Hoy vengo a hablar de un asunto que me está causando un quebradero de cabeza desde hace varias semanas, sin lograr discernir la respuesta correcta; tal es mi curiosidad al respecto que incluso he tratado el tema con un estudioso de la mente humana, un psiquiatra, quien me ofreció una solución de lo más ambigua y que detallo más abajo.
Permitidme exponer el origen de mi intriga. Publiqué una primera novela en la cual pretendía conscientemente mostrar una parte de mi psicología, aquella en la que había evolucionado de forma positiva gracias a varios factores: la escritura, el chikung y mi propio espíritu de superación. Jamás tuve la intención de exhibir públicamente el dolor que sentí cuando —siendo yo adolescente— mi madre abandonó este mundo para siempre, en cuestión de horas y sin previo aviso, ni la soledad que me embargó aun quedándome con mi padre y mi hermano y, sobre todo, ese sensación de estar de más, de ser una pieza sobrante en el tablero, una pieza con la que nadie sabe qué hacer pero que no pueden desechar porque todavía es menor y dependiente.
Nada de eso quise presentar. Fue una amiga de la infancia que conoce mi alma como si fuéramos hermanas, mi querida Merche, quien me desveló aquellos rasgos de la protagonista que estaban íntimamente vinculados con mi sufrimiento de antaño. Los sacó a colación en una reunión distendida, convencida de que se habían incluido en la novela a conciencia, mientras que yo —asombrada— asentí cobardemente sin atreverme a admitir que habían sido producto de mi subconsciente.
Hay una segunda novela a punto de ver la luz, una historia sobre las complejas inseguridades que sufren los adolescentes, así como el miedo a dirigirse o siquiera pedir auxilio al mundo adulto. Tenemos frente a nuestros ojos una nueva heroína de tan solo trece años, quien sospecha de la atracción inmoral que siente su vecino por las menores, una despiadada realidad que se revela de forma paulatina en forma de pesadillas hasta descubrirse por completo, cayendo como una pesada losa y provocando un tremendo impacto psicológico sobre la protagonista. No temáis, no trato de hacer publicidad indirecta de mis trabajos, sino aludir a una cuestión mucho más profunda que posiblemente os haga reflexionar.
Aquí hago un inciso para añadir que de niña sufrí un desagradable incidente que durante más de cuatro décadas he calificado de indescifrable. Los detalles del mismo son irrelevantes; tan solo diré que era tan pequeña como para que mi mente ocultara esa vivencia en un rincón, como el que barre y esconde la suciedad bajo la alfombra Infinidad de veces he observado esa alfombra de reojo con angustia, sin osar levantarla; no obstante, independientemente de mi deliberada desatención, la inmundicia ha permanecido en el mismo sitio —pacientemente a la espera como un cocodrilo— hasta que la he limpiado.
Apenas hace cuatro semanas, en una de mis noches de insomnio, me sorprendí meditando de nuevo acerca del desconcertante “incidente”, puesto que mi mente ha retomado ese cabo suelto de mi niñez infinidad de veces tratándolo como un acertijo que tarde o temprano habría que resolver. Con la mirada clavada en el techo inmersa en la oscuridad de la habitación, la solución se presentó ante mí en forma de secuencia de imágenes como una perturbadora película. Más de cuarenta años después percibí nítidamente las facciones, la marcada expresión maliciosa, el entorno, mi incomodidad. ¿Cómo no lo había visto antes? ¿Cómo no lo había relacionado antes? Me falló la respiración y, jadeando, víctima de un ataque de ansiedad, me incorporé horrorizada. Exactamente lo que le sucede a Ímogen, la protagonista adolescente de mi segunda novela, escrita hace apenas año y medio.

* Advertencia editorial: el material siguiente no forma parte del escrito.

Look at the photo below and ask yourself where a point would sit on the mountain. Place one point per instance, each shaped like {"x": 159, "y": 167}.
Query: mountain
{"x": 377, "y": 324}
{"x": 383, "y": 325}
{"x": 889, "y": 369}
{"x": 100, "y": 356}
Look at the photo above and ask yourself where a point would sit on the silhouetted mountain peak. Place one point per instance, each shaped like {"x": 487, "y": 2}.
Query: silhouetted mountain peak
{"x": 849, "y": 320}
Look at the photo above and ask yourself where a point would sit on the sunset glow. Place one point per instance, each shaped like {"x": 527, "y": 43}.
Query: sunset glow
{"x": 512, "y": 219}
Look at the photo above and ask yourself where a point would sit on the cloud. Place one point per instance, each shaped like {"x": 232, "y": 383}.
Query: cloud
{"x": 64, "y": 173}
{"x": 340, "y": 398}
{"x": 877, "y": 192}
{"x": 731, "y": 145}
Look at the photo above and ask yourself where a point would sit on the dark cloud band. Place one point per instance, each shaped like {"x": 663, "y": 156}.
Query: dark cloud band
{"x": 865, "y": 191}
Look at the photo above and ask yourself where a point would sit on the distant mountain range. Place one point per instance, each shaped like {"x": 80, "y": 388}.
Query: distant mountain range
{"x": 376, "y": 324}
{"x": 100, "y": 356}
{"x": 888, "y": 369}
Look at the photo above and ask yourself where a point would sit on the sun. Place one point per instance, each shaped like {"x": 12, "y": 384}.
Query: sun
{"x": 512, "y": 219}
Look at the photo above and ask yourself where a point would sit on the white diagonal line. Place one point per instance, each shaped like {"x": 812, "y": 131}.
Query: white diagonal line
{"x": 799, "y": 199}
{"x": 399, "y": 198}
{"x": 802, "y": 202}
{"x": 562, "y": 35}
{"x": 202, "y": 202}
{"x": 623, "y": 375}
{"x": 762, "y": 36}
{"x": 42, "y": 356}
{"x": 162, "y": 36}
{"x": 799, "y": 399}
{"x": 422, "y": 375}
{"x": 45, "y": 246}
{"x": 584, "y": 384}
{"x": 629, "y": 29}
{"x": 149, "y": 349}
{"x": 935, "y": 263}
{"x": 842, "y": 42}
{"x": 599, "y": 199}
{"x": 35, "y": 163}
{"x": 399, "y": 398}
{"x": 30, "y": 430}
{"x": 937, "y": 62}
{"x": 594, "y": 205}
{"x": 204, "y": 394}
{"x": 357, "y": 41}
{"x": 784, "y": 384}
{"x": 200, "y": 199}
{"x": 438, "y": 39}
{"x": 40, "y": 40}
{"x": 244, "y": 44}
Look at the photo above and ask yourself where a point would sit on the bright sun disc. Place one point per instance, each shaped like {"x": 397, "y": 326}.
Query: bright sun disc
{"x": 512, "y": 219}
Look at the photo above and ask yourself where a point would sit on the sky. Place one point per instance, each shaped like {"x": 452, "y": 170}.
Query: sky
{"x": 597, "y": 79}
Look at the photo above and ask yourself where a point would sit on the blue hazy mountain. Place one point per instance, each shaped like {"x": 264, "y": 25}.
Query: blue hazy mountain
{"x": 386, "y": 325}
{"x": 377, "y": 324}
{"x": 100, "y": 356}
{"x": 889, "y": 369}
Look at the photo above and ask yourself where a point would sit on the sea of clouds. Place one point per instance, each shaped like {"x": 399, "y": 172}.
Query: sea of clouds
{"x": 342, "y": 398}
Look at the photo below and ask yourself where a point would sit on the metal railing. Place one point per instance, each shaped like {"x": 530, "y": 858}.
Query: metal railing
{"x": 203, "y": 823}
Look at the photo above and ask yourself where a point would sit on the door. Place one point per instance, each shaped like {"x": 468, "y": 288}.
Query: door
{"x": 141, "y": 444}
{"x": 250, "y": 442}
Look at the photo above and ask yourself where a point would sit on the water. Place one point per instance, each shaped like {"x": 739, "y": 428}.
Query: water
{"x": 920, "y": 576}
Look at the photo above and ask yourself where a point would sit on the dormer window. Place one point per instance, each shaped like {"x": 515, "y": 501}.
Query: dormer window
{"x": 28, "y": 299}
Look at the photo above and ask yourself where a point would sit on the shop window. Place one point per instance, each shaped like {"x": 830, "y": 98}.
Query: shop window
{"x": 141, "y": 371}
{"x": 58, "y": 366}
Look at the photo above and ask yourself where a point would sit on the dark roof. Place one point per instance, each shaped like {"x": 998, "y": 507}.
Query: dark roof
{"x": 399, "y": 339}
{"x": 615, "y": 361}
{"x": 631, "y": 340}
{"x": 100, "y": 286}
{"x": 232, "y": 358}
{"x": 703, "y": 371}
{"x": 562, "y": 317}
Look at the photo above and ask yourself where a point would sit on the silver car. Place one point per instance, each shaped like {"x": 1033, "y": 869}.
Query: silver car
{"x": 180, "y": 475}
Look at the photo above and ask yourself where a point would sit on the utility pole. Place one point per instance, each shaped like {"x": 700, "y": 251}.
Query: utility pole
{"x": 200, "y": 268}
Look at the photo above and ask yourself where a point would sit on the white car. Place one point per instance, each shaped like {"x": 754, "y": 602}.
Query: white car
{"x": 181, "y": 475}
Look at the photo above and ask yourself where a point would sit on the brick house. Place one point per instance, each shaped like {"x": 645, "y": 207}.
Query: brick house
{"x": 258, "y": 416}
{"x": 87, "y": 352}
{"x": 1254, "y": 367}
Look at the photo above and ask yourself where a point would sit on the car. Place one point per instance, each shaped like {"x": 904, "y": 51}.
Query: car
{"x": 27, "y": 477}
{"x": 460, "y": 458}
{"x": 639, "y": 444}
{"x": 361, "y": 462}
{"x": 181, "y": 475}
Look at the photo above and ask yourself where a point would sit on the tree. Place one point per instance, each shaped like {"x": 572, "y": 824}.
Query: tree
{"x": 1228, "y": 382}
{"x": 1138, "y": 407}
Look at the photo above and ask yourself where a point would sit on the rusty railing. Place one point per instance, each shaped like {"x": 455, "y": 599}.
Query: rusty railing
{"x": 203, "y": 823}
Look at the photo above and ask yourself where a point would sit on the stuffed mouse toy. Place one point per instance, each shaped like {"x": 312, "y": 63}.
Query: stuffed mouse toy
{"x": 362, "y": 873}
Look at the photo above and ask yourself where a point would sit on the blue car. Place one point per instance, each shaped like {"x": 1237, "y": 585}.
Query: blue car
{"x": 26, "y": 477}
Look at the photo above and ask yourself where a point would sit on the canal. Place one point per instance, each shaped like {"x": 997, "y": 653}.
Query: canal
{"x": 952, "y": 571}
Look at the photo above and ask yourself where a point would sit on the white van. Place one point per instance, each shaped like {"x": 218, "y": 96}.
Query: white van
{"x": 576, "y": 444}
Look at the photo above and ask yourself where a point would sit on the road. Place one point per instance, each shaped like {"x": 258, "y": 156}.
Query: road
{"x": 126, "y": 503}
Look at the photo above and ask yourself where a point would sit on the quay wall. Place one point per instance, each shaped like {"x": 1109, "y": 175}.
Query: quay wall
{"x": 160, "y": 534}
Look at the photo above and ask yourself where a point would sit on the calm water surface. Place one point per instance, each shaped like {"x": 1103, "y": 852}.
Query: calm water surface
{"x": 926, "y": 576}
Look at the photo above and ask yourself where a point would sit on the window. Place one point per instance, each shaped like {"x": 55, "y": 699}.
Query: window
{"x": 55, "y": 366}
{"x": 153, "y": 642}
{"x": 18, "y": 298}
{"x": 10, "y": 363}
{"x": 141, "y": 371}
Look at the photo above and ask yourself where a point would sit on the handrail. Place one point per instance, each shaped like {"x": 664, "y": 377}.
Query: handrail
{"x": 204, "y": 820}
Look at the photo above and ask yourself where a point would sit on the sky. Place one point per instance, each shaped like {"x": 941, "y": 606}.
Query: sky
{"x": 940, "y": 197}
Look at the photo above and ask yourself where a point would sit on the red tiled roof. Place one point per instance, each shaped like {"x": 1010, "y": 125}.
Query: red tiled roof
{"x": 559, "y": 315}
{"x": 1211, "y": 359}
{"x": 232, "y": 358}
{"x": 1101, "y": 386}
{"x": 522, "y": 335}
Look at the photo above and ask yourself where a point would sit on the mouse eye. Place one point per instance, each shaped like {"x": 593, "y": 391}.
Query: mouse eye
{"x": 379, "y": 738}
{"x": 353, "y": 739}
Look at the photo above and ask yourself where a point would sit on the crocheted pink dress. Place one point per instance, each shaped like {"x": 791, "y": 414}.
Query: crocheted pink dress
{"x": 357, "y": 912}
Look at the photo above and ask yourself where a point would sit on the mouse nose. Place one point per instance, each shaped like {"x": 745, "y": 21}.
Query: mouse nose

Ahora me detengo y cuestiono si lo que escribo alegremente convencida de que es ficción, orgullosa de tener una imaginación desbordante, es en verdad producto de mi subconsciente. Desde el punto de vista de mi conocido psiquiatra, quizá mi mente cree que es hora de soltar lastre y ha hallado en mis escritos el modo de hacerlo; se encargó de puntualizar la palabra «quizá» puesto que él es médico, no adivino. Continuando con la misma expresión dubitativa, quizá mi mano se encuentra amistosamente repartida entre consciente y subconsciente. O puede que ni una ni otra posibilidad sea determinante y quizá todo sea una extraña casualidad.
En cualquier caso, estos ejemplos han sembrado la duda en mi mente dejando la cuestión abierta de exactamente quién está al mando de la pluma, y admito —mal que me pese— que siento algo que se halla a medio camino entre el respeto y el temor cuando me siento ante la pantalla de mi portátil, poco convencida ya del origen intrínseco de mis próximos textos.